When to Seek Emergency Care

Call 911 or go to the nearest emergency department if you experience any of the following:

  • Sudden, severe abdominal pain that does not improve with rest.
  • Vomiting blood (bright red) or material that looks like coffee grounds.
  • Black, tarry stools (melena) indicating upper‑GI bleeding.
  • Signs of perforation: sudden sharp pain, abdominal rigidity, fever, or swelling.
  • Severe, persistent diarrhea leading to dizziness, rapid heartbeat, or fainting.
  • Shortness of breath, chest pain, or sudden weakness that could signal a pulmonary embolus from tumor spread.
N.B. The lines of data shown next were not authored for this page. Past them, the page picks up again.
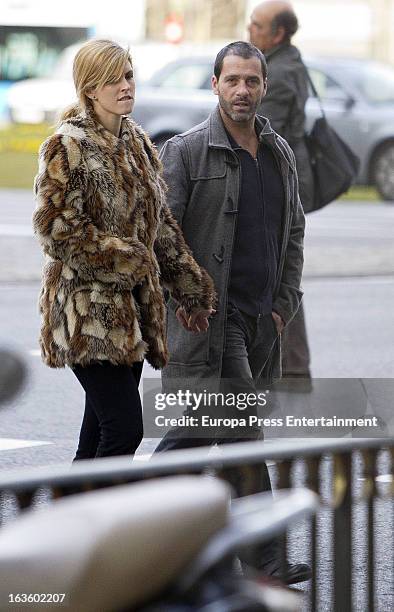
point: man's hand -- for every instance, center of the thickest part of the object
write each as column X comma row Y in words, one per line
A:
column 278, row 322
column 196, row 322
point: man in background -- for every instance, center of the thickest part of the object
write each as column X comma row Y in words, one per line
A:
column 272, row 25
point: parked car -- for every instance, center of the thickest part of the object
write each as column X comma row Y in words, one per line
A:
column 357, row 97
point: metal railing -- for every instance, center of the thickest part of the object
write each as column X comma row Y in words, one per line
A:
column 343, row 473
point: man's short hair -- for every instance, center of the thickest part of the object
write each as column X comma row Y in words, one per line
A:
column 241, row 49
column 288, row 21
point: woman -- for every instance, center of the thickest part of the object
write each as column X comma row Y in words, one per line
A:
column 109, row 241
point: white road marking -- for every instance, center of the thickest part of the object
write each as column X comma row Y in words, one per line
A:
column 142, row 457
column 13, row 229
column 11, row 443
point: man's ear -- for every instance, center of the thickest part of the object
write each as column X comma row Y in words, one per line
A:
column 214, row 83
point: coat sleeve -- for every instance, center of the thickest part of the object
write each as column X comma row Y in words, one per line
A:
column 67, row 233
column 289, row 296
column 189, row 284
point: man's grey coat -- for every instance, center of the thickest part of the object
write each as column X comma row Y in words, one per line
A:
column 203, row 177
column 284, row 105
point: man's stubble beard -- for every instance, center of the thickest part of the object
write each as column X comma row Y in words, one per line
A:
column 234, row 116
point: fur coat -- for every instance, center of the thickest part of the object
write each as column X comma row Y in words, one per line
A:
column 110, row 242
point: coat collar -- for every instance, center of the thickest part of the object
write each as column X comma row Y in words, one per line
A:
column 218, row 138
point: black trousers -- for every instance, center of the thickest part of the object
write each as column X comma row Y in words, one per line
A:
column 112, row 423
column 248, row 344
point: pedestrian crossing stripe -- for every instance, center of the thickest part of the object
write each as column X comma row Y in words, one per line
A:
column 12, row 443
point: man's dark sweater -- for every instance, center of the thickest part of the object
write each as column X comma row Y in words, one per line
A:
column 257, row 240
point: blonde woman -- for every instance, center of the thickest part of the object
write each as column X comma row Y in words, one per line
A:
column 110, row 241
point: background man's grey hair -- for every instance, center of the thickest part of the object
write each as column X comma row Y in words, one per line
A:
column 241, row 49
column 288, row 21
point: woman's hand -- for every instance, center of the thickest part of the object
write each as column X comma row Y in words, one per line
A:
column 196, row 322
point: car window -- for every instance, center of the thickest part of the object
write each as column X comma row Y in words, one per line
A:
column 326, row 87
column 190, row 76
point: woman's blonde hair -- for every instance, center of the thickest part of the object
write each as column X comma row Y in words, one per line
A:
column 96, row 63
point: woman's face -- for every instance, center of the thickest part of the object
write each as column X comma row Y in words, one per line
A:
column 117, row 97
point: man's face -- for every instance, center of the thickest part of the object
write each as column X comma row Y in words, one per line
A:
column 240, row 87
column 260, row 30
column 117, row 97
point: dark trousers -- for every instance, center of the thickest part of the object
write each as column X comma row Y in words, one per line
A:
column 112, row 423
column 295, row 349
column 248, row 344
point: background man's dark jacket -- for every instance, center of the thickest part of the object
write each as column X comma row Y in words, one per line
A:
column 284, row 106
column 203, row 177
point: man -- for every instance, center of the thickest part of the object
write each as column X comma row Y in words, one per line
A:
column 232, row 186
column 272, row 25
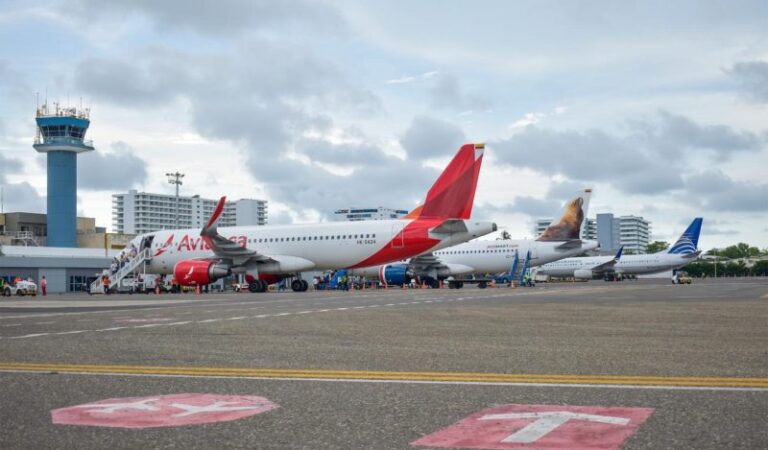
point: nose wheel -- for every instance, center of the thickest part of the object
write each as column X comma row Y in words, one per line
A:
column 257, row 286
column 299, row 285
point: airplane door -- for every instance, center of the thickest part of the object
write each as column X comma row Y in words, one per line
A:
column 398, row 239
Prompt treatment can be life‑saving.


Sources:

  1. Mayo Clinic. “Zollinger-Ellison syndrome.” Updated 2023. https://www.mayoclinic.org
  2. National Institute of Diabetes and Digestive and Kidney Diseases (NIDDK). “Zollinger-Ellison Syndrome.” 2022. https://www.niddk.nih.gov
  3. Fassnacht M, et al. “Genetics of MEN1 and Associated Tumors.” Endocrine Reviews. 2021;42(4): 736‑762.
  4. Freeman J, et al. “Long‑term efficacy of high‑dose PPIs in Zollinger‑Ellison syndrome.” Gastroenterology. 2020;158(3): 738‑747.
  5. Strosberg J, et al. “Peptide Receptor Radionuclide Therapy for Metastatic Neuroendocrine Tumors.” J Clin Oncol. 2021;39(15): 1683‑1692.